Durante los últimos dos días, la conversación no ha parado de girar sobre la decisión que tomó la gimnasta olímpica Simone Biles de abandonar su participación en las finales individuales de gimnasia artística en Tokio 2020, para priorizar el cuidado de su salud mental.
Ha sido un poderoso mensaje que debe llevar a poner el tema sobre la mesa, más allá del ámbito deportivo.

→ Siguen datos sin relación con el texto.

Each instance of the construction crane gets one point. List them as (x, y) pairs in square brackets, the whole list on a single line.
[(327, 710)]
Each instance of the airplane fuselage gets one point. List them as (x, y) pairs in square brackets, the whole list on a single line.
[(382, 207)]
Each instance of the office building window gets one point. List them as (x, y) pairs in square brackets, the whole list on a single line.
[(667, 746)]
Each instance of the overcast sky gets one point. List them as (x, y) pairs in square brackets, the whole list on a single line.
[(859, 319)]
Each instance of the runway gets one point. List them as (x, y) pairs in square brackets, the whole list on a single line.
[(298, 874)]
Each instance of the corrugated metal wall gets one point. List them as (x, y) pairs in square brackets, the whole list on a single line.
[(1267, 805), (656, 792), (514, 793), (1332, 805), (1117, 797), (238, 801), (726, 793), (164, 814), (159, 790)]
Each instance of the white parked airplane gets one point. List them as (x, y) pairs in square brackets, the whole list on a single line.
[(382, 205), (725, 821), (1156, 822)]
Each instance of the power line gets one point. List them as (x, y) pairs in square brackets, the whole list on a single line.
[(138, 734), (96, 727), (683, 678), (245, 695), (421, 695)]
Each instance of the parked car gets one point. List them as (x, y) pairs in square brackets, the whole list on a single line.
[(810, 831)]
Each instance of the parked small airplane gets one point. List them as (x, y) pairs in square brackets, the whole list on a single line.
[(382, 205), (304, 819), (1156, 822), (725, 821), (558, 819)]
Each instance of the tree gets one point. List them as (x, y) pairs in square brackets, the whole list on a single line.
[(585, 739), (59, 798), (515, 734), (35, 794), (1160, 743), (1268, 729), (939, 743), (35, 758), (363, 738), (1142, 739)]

La depresión, la más común entre los desórdenes mentales en el mundo, es dos veces más frecuente en mujeres que hombres, según cifras de la Organización Mundial de la Salud (OMS). Para los trastornos afectivos y de ansiedad, la mediana de la brecha de tratamiento es 47.2% en América del Norte y 77.9% en América Latina y el Caribe, de acuerdo con la Organización Panamericana de la Salud.
El gasto público promedio que se destina a atender la salud mental en toda la región es de apenas 2% del presupuesto de salud, y más de 60% de este presupuesto se destina a hospitales psiquiátricos.
En ese contexto, y ahora con un referente tan mediático como el de la máxima gimnasta de la historia, se debe revisar en qué condiciones las mujeres podrían abordar temas relacionados con la salud mental en sus centros de trabajo.